Um novo artigo do ICML 2026 de NYU e do grupo de Kyunghyun Cho reformula a inferência few-shot como um problema Bayesiano hierárquico. O resultado: uma arquitetura de serviço onde a adaptação a priori requer zero atualizações de parâmetros e um único passe forward do transformer substitui a re-codificação repetida de contexto completo.

O artigo—"Multi-Task Bayesian In-Context Learning" de Qingyang Zhu, Eric Karl Oermann e Kyunghyun Cho—aborda uma ineficiência estrutural em como serviços de inferência lidam com contexto few-shot estático. Cada chamada com exemplos K-shot re-codifica o prompt completo através da pilha de atenção. Para serviços de alto volume com conjuntos de exemplos estáveis, esse custo por chamada é redundância pura. Prefilling de KV-cache e compressão de prompt tratam o sintoma. Este artigo corrige a causa.

O mecanismo, MT-ICL, treina-meta um transformer em sequências de pares (prior-task, target-task). O prior é codificado como um prefixo de datasets em contexto—entrada comum tokenizada no espaço de dados, não como um vetor latente ou distribuição de histograma. No momento da entrega, trocar esse prefixo orienta a distribuição preditiva a posteriori sem tocar nos pesos do modelo. O caminho de inferência: construir o prefixo uma vez, executar um passe forward por consulta. Nenhuma atualização de parâmetros, nenhuma cadeia MCMC, nenhum loop variacional no tempo da requisição.

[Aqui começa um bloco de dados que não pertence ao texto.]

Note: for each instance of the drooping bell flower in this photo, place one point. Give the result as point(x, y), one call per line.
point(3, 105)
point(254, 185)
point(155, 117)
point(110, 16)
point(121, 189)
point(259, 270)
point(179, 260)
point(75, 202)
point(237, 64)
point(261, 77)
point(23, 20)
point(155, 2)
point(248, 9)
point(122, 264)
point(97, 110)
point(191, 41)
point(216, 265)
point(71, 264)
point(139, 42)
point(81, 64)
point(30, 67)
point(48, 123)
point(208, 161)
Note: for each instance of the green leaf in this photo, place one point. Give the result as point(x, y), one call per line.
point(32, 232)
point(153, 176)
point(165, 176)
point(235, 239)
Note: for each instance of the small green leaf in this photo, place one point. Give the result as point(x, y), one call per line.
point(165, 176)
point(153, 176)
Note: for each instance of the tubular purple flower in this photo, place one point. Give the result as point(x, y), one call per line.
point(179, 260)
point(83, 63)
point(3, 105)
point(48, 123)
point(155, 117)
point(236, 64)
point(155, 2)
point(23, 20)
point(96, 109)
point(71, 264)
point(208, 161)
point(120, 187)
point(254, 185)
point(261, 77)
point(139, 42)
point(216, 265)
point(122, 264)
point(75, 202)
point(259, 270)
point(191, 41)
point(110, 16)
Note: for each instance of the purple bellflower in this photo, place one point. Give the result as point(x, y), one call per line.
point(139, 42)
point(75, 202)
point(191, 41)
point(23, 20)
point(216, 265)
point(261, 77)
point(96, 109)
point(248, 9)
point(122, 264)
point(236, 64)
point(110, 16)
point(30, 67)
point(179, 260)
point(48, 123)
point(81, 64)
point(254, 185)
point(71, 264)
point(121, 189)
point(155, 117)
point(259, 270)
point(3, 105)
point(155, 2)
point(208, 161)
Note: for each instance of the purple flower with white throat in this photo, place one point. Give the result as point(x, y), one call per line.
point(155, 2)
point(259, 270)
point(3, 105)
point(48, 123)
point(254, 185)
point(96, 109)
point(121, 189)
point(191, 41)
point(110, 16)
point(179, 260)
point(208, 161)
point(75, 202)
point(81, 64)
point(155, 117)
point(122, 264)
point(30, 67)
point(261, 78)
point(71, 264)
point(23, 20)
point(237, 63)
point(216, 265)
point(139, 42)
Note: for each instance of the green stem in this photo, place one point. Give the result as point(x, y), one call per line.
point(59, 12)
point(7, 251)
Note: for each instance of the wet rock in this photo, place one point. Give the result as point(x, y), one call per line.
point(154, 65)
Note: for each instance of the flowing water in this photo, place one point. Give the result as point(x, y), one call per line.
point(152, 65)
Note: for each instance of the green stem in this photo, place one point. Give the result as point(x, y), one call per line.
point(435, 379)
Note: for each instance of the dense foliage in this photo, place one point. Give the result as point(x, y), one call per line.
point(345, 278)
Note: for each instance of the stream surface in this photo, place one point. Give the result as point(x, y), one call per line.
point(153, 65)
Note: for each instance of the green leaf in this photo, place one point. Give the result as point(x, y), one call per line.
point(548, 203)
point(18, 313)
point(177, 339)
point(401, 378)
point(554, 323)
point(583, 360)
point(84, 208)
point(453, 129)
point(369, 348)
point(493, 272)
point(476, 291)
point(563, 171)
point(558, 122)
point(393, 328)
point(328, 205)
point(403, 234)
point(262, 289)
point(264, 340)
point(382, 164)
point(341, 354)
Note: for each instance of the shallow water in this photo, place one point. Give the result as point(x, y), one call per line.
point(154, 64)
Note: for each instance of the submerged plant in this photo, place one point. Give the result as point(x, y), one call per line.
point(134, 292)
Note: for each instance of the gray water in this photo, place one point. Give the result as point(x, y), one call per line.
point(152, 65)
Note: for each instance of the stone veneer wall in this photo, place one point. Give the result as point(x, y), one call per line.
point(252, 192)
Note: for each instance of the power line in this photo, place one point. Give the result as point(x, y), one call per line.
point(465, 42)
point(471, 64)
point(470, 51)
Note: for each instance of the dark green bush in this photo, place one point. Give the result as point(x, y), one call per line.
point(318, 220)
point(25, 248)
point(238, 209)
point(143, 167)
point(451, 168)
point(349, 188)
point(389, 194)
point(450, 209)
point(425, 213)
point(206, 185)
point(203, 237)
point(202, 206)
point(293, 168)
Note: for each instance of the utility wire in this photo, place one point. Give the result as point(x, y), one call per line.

A alegação de velocidade: "ordens de magnitude mais rápido" que oráculos MCMC em toda a suite de avaliação. A avaliação cobre quatro regimes—priors em distribuição, priors cauda pesada fora de distribuição, estruturas latentes de alta dimensão e dados de temperatura espaçotemporal ERA5. No ERA5, o modelo foi testado em um split futuro fora de distribuição de 2020 após treinamento em dados anteriores. A variante permutação-invariante (Set-MT), usando agregação de conjuntos em vez de prefixos ordenados, mostrou melhor robustez OOD. Os autores notam que desempenho em distribuição e OOD podem ser negativamente correlacionados quando modelos dependem de correlações específicas de ordem que não generalizam sob mudança de distribuição.

Prior-Data Fitted Networks (PFNs) e TabPFN incorporam um prior único nos pesos no momento de meta-treinamento. Mudar o prior significa retreinar. MT-ICL expõe uma interface de tempo de teste: o dataset prefixo se torna o knob a priori. Para arquitetos de serviço multi-tenant, onde usuários diferentes codificam crenças ou contextos de domínio diferentes, isso importa—você entrega uma interface a priori, não um prior congelado para todos os inquilinos.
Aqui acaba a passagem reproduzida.